A última frase do conto Lembramos para você a preço de atacado (Realidades Paralelas, Editora Aleph), de Philip Dick, diz que a verdade não tardará a chegar, deixando para o leitor uma variedade de possibilidades quanto ao futuro de Douglas Quaid, um homem que tem sonhos repetitivos com Marte como se fosse uma lembrança recorrente na sua mente. E essas possibilidades do universo de Dick nunca passaram batidas pelas mãos de cineastas que já adaptaram boa parte da obra do escritor. O conto em questão ficou especialmente conhecido em 1990, quando o diretor Paul Verhoeven levou às telas O Vingador do Futuro, protagonizado por Arnold Schwarzenegger. O filme dava sequência aos fatos apresentados no enredo, levando Quaid até Marte para entender os sonhos de perseguição.

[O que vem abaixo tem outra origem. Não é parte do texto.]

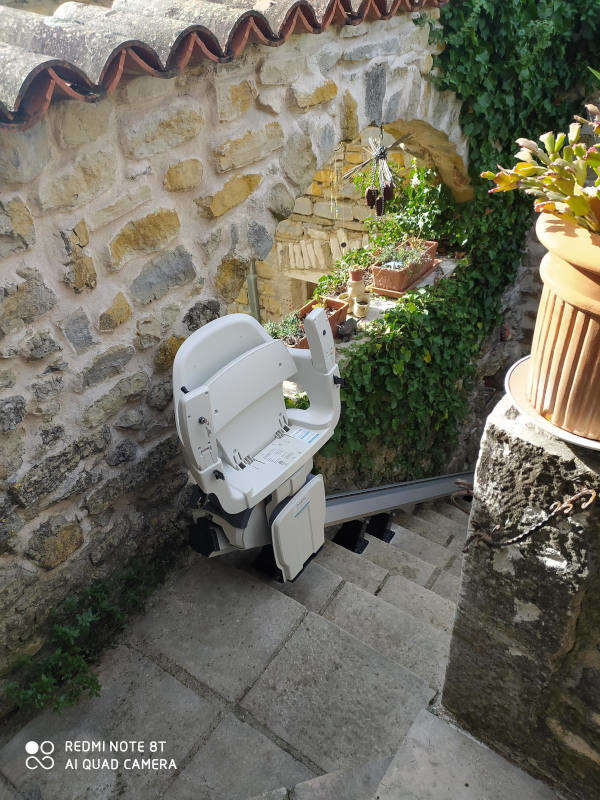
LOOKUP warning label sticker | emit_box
[253,427,321,469]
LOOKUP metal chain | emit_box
[463,489,597,553]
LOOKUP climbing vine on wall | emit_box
[317,0,600,485]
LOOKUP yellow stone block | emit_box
[99,292,132,331]
[207,174,262,218]
[214,122,284,171]
[155,335,186,371]
[294,80,338,110]
[164,158,203,192]
[341,90,358,141]
[110,209,180,268]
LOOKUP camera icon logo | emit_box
[25,741,55,770]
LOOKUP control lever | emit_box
[303,308,336,374]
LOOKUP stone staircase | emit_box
[0,498,559,800]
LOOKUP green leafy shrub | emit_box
[5,545,177,712]
[316,0,600,484]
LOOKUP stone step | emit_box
[430,569,461,603]
[315,539,388,594]
[291,756,392,800]
[394,509,452,547]
[361,534,438,586]
[240,611,435,774]
[373,710,558,800]
[428,500,470,528]
[388,524,455,570]
[317,537,437,591]
[323,582,451,689]
[413,506,465,541]
[377,574,456,633]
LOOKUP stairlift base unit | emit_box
[173,309,340,581]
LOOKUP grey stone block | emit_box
[281,131,317,188]
[247,221,274,260]
[315,540,386,594]
[241,612,434,772]
[294,757,391,800]
[389,525,454,569]
[0,645,220,800]
[127,558,305,701]
[19,329,61,360]
[363,535,436,587]
[374,710,558,800]
[183,299,220,333]
[378,574,456,633]
[364,63,386,125]
[267,181,295,220]
[8,427,110,507]
[131,246,196,305]
[59,309,97,354]
[323,583,450,689]
[0,396,25,432]
[81,345,135,389]
[170,714,313,799]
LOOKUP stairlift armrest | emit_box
[287,348,341,431]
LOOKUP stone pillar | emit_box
[443,395,600,799]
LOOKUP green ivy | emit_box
[317,0,600,484]
[5,545,178,712]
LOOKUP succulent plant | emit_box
[481,106,600,232]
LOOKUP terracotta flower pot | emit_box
[349,267,364,282]
[372,241,438,293]
[527,214,600,439]
[293,297,349,349]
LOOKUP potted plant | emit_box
[264,297,349,350]
[263,312,305,348]
[372,239,438,294]
[482,104,600,439]
[297,297,349,347]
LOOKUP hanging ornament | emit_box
[343,126,413,217]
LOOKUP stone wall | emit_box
[0,12,467,697]
[443,396,600,799]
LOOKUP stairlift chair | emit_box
[172,308,341,581]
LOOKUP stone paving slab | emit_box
[374,710,559,800]
[389,525,454,569]
[127,557,306,702]
[241,612,434,773]
[363,535,436,587]
[431,570,460,602]
[315,540,387,594]
[248,789,288,800]
[0,777,19,800]
[323,583,450,689]
[293,756,392,800]
[378,574,456,633]
[169,713,313,800]
[0,645,220,800]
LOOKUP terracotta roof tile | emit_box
[0,0,448,129]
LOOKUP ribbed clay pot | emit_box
[527,213,600,439]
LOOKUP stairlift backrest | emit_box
[172,313,270,441]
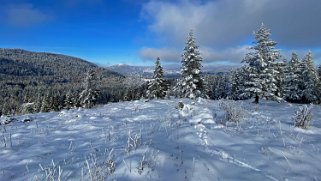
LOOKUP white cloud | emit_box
[142,0,321,48]
[140,0,321,65]
[5,4,50,27]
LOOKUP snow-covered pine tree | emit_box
[175,31,206,99]
[211,74,232,99]
[79,70,99,108]
[64,90,74,109]
[302,51,319,103]
[40,92,52,112]
[242,24,281,103]
[32,93,42,113]
[284,53,304,102]
[274,60,287,98]
[51,93,62,111]
[146,57,168,99]
[318,65,321,103]
[231,67,248,100]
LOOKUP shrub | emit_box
[175,101,184,110]
[219,100,245,123]
[293,105,313,129]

A versão dos anos 90 era típica da época, cheia de exageros e uma visão bem suja — e bastante interessante para fãs do gênero — do futuro, trazendo o icônico Schwarzenegger com Sharon Stone, a musa da época, no papel da esposa de Quaid. Os fãs dessa primeira versão de Total Recall ficaram bastante apreensivos quando o diretor Len Wiseman, conhecido pela saga Anjos da Noite, anunciou um remake, ou melhor, uma nova visão para o Vingador do Futuro (Total Recall, EUA/Canada, 2012).
Mantendo o mesmo título e vários outros elementos do anterior — soando como uma possível homenagem — o longa tenta se sustentar por suas próprias opções de roteiro, assinado por Kurt Wimmer. Levando em consideração que ambas as versões tratam do futuro, cada um com as tecnologias de sua época, nessa nova versão são usados todas as possibilidades de efeitos, cenários requintados e manipulações da realidade. Mas ninguém sai da Terra, que aliás vive numa distopia típica de ficção científica. Depois de uma terceira guerra mundial o planeta está dividido em duas grandes conglomerações de pessoas. Uma, a Euroamerica, altamente tecnológica, desenvolvida e rica. Outra, New Shangai, na antiga Oceania, onde vivem todas as populações periféricas do globo. Observa-se uma verdadeira mistura de culturas, placas com ideogramas enfeitam habitações enfileiradas e precárias, já ditas pelo diretor que foram inspiradas nas favelas brasileiras.
Douglas Quaid (Collin Farrel) trabalha como operário na Euroamerica e é assombrado por um sonho repetitivo em que é um agente em fuga, acompanhado de uma mulher que escapa enquanto ele é preso. Sonhando sempre com a mesma cena o homem se sente cada vez mais incomodado e compartilha isso com sua mulher Lori (Kate Beckinsale), uma espécie de bombeira em New Shanghai. Quaid decide ir até a Rekall, empresa que adiciona memórias em seres humanos, com a ideia de parar de ser perseguido pelo pesadelo. A verdade é que o pesadelo nada mais é que uma lembrança mal apagada de Quaid e é então que as verdadeiras facetas do operário entram em ação.
Nada fácil convencer o público do potencial do remake de um filme que foi ganhando status cult com o passar do tempo. Wiseman tenta trabalhar juntamente com o roteiro para que o espectador não tire os olhos da tela, mas o que consegue mais é uma chuva de ações e reviravoltas que acabam entediando. Não que Farrel não dê conta da persona de Quaid, na verdade, as companheiras de cena não colaboraram. Kate Beckinsale, por exemplo, esposa do diretor do longa e estrela da saga Anjos da Noite, dá uma aula de como ser uma vilã sem sal e sem graça. Extremamente caricata de mulher fatal, ela e Jéssica Biehl (um pouco melhor) protoganizam uma cena extremamente desnecessária de duas mulheres brigando. Aliás, boa parte do elenco fica bastante apagado nesse roteiro que se preocupa em dar ares steampunk para um futuro inevitável.
O Vingador do Futuro tem tudo para ser mais um remake afogado na praia. Um enredo arrastado, atrizes bonitas com pouca atuação e a sombra de um clássico por trás. Talvez o longa seja um bom entretenimento para quem está pouco familiarizado com a versão anterior e com as narrativas de Philip Dick. Mas a dica é, veja sem muitas espectativas e gaste bastante tempo lendo os contos do autor.